The tale begins with a poker game at L'Hotel Moreau, infused with the fresh blood of Deke Watley - a marginally successful gambler out of his depth on this turf. Psyched for the challenge of Alex Moreau's game, the Texan soon learns that there is more in store for him than a game of cards.
Watley is astonished when he runs into Hannah, a woman from his shameful past, in a local bar. Deke turned his back on Hannah years ago, an act he has since regretted. It is astonishing that he should find her now, in this place. Once Deke discovers Hannah, the skeletons rattle free from their cobwebbed closets, old secrets freed, haunting tales of love, hate and simmering rage.
August Moreau fought to control Christine, Alex's mother, a black woman of great strength and pride who was certainly a match for his unbridled hubris. Their power struggle ended in a tragic stalemate, the woman killed and the wealthy white man blinded at her hands. August Moreau's native brutality passed on to a son who barely knows the meaning of affection; Alex is trapped in the nightmarish tableau of his parent's contretemps, his sole mission avenging his mother's unspeakable death.
Surrounded by decadent sycophants, August and Alex remain intimate enemies. Gaiter’s incisive prose slashes through these distorted lives, ripping away genteel facades, a monochromatic wasteland soaked in the bright red of spilled blood reduced to a common hue. Purging his characters’ embattled emotions, Gaiter lays bare the truth of racial hatred, the years spent in a silent war, the child paying the exorbitant price of his parents’ destructive union.
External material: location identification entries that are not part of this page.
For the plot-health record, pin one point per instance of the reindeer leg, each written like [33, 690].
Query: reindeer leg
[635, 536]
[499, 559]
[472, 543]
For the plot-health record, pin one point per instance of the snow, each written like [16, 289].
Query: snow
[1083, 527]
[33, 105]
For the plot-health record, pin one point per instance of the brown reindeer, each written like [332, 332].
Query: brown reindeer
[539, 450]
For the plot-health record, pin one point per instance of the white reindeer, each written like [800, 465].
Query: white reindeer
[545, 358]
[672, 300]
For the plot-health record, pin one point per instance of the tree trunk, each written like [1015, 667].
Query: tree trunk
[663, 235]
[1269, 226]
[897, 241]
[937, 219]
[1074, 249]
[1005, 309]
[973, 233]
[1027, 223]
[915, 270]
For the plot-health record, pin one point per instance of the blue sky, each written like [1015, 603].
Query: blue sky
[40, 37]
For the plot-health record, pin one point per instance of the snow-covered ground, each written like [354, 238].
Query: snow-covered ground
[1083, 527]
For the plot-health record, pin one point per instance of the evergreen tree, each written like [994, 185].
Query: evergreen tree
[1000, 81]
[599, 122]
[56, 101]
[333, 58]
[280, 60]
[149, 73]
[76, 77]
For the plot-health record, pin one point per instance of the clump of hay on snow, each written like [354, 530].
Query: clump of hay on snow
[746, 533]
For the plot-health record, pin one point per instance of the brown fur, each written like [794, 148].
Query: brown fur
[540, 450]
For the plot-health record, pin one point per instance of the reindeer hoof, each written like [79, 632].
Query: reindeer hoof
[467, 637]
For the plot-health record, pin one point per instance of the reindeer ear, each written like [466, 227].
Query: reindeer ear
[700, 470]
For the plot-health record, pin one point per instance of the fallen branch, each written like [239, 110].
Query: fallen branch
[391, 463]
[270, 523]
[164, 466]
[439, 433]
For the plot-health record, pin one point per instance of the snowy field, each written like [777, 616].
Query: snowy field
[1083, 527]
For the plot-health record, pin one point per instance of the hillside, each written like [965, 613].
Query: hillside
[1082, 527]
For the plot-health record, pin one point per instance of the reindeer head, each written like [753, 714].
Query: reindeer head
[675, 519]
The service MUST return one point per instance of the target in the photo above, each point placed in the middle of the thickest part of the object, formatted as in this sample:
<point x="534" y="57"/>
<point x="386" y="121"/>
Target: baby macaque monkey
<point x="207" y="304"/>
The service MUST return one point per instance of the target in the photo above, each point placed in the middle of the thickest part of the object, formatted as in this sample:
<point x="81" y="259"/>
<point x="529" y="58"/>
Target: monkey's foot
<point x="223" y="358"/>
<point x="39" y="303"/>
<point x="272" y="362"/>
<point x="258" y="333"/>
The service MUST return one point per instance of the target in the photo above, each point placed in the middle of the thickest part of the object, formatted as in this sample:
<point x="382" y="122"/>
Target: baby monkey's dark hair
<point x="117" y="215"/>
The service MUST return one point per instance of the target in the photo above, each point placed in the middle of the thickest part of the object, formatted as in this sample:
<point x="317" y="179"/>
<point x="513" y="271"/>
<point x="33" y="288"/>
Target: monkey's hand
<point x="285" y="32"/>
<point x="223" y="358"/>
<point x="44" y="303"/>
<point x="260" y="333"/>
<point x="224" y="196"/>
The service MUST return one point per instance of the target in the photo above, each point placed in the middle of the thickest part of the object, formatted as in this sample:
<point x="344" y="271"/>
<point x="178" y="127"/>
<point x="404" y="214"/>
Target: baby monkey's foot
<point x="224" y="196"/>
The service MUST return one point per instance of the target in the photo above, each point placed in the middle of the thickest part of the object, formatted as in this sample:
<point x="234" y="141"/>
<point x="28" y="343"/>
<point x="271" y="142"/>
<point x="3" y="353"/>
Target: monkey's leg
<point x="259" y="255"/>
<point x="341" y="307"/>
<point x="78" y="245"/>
In this black-hearted thriller, all are pawns as the author mines the dark side of the human heart where betrayal comes from every side, each character faced with his own worst nightmare and sold-out soul. The hall of mirrors is a house of horrors; the occupants of L'Hotel Moreau are sacrificed to their greed and the consuming hatred of a broken son as Alex degenerates into the same monstrous violence as his father. No one, after all, is redeemable.